Waitress in pizza restaurant – “Ah let them have a balloon you mean mum”,
Waiter in Indian Restaurant – “Well it’s not a problem if you have anaphylaxis, you’ve got your EpiPen right?’
Cabin Crew Supervisor – “It’s against people’s human rights to say they can’t eat peanuts on this flight”,
Doctor – “Anaphylaxis??? (Blank look on face)….. “You get itchy?”
Acquaintance with vast medical knowledge – “You can eat it (offering a chocolate) just take the almond out!”
If I had experienced so many ignorant comments, no doubt many more allergy sufferers had also. These are just a selection from the responses of other allergy sufferers to my tweet, they are all worthy of following if you use Twitter as provide great advice and support in the allergy community:
I consider myself to be a fairly confident person, who during years of policing heard many an unsavoury comment.
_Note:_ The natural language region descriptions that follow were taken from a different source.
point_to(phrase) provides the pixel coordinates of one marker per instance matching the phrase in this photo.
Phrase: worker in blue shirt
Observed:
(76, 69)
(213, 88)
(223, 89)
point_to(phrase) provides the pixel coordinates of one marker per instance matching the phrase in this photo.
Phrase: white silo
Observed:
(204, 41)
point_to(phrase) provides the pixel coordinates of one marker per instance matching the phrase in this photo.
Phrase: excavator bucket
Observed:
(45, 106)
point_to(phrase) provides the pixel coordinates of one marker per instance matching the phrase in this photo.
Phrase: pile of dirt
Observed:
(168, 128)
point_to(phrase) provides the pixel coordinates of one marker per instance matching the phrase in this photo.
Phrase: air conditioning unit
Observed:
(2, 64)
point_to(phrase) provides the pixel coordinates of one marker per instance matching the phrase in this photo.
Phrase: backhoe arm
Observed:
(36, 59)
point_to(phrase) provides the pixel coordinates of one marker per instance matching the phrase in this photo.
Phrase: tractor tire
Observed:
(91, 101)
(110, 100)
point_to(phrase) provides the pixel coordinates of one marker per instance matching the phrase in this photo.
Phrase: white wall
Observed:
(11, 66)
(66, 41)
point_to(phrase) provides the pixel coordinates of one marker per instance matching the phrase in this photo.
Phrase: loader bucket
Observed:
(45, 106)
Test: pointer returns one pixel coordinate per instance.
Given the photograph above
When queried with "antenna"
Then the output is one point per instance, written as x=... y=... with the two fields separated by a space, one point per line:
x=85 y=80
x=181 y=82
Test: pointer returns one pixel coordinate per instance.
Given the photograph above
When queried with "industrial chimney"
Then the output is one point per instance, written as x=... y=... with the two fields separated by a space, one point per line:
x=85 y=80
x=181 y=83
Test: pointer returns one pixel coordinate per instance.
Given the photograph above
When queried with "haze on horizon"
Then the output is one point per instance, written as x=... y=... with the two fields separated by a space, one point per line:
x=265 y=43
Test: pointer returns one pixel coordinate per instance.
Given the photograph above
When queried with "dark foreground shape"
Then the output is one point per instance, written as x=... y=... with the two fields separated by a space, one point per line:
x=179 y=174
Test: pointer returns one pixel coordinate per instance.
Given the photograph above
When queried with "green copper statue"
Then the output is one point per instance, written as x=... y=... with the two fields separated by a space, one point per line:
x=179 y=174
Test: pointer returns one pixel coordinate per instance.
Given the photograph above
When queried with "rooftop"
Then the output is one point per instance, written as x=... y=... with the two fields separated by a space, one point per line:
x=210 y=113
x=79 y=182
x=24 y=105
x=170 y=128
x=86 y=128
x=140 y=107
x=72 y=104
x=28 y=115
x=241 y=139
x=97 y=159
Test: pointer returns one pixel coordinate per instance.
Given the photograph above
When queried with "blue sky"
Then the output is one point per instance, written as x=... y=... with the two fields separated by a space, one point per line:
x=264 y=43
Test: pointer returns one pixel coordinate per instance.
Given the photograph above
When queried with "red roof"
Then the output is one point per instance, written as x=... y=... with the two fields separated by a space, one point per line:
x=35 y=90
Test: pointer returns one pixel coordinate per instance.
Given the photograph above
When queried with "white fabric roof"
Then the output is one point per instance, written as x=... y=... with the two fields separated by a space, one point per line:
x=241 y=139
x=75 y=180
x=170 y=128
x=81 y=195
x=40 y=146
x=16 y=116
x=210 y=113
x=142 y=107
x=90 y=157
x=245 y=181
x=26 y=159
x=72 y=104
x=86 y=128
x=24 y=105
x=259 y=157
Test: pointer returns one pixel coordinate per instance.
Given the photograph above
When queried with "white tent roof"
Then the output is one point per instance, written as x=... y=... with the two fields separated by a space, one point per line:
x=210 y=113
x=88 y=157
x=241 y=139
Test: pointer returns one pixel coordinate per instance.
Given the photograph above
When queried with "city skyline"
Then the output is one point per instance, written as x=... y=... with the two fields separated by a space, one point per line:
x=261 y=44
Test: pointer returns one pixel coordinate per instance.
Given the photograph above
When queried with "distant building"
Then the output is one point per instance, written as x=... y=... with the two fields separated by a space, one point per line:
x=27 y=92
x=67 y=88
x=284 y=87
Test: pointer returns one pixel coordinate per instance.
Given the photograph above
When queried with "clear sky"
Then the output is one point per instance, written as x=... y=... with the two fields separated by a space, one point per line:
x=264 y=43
I am used to defending myself and speaking up for others, yet if I found these situations difficult what must others feel? I had initially decided I was not going to respond to the comments on the Huffington Post article, after all there were many readers who had taken it upon themselves to defend me, many who didn’t even know me. Those people will never know how much their support means. I doubt any will ever read this, but I am truly thankful. This is proof to me, as always, that its the majority who do understand, and its those people that will make a difference to allergy sufferers lives. So to the minority who either do not understand allergies or simply happy posting their ignorant views, my mind said to ignore you but my heart over ruled. This news article was about raising awareness. The post was shared many times via social media. I, rather naively, did not expect such derogatory comments but hey Police Officers (serving or otherwise) usually take a lot of flack from some members of the public regardless of the situation, so f it caused a debate and stirred up emotions then in some respect I achieved what I set out to.
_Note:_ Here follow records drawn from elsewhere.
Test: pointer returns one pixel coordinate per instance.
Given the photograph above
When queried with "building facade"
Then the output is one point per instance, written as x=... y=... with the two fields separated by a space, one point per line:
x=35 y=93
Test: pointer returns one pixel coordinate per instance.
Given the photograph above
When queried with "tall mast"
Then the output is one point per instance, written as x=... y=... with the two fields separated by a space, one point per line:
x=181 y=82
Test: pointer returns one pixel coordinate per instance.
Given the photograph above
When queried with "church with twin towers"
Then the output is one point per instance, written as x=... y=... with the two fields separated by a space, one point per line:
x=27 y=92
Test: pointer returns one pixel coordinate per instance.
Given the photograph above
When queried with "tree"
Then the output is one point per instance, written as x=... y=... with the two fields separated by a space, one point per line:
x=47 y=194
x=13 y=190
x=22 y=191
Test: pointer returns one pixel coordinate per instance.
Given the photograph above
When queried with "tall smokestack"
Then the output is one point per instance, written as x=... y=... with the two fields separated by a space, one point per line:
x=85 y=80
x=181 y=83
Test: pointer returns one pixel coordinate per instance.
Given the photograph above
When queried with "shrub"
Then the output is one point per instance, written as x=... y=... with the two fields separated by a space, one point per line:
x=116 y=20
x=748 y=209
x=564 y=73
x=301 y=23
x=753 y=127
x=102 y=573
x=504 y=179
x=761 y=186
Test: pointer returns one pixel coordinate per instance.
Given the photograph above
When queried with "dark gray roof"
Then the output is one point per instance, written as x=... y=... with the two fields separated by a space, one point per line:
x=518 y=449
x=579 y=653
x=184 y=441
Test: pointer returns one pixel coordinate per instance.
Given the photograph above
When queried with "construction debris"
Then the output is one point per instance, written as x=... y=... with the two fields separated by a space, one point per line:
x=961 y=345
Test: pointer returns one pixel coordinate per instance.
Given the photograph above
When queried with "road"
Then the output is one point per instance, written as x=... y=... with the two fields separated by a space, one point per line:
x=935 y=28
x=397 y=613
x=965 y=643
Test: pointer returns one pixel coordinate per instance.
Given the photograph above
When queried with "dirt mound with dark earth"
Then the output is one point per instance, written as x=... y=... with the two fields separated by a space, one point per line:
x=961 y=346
For the record when I was initially diagnosed with severe allergies, 11 years ago, I fought to continue my role as a front line Police Officer. I actually was a Special constable (whilst I studied Law at University) for 5 years before I joined as a Regular. I worked regularly with a shift 2-3 times a week for the entire duty on a voluntary basis. I loved my job and the thought of being desk bound for the remainder of my career saddened me. With strict risk assessments this medical problem could be managed. Indeed it was for the next 10 years. I was very privileged to have served with a brilliant Force for many years. Sadly after the last episode of anaphylaxis the risks were too high; a front line role was no longer possible. Unfortunately due to Theresa May’s new rulings, Police Officers who are not fit for frontline policing can no longer be sustained in the work force. There was no option. For some, perhaps other roles could be suitable but sadly due to the nature of latex, found in many items (particularly contact with members of the public) and not just elastic bands, the chances of having anaphylaxis and dying were quite high! ‘Work shy’ as one quoted, absolutely not! Frightened of dying? Absolutely! The bottom line is whether you understand the impact my allergy has on me is irrelevant. I just hope in the future if you come across people with life threatening allergies you will show more compassion before making assumptions. If I could wind the clock back and still have my career I would be a very happy lady. The point I was simply trying to get across is that if one employer reads this article and ensures their employee with allergies is looked after properly, preventing anaphylaxis and even death, then some good would have come from this. Thank you to those of you who have been supportive, I appreciate your kind words.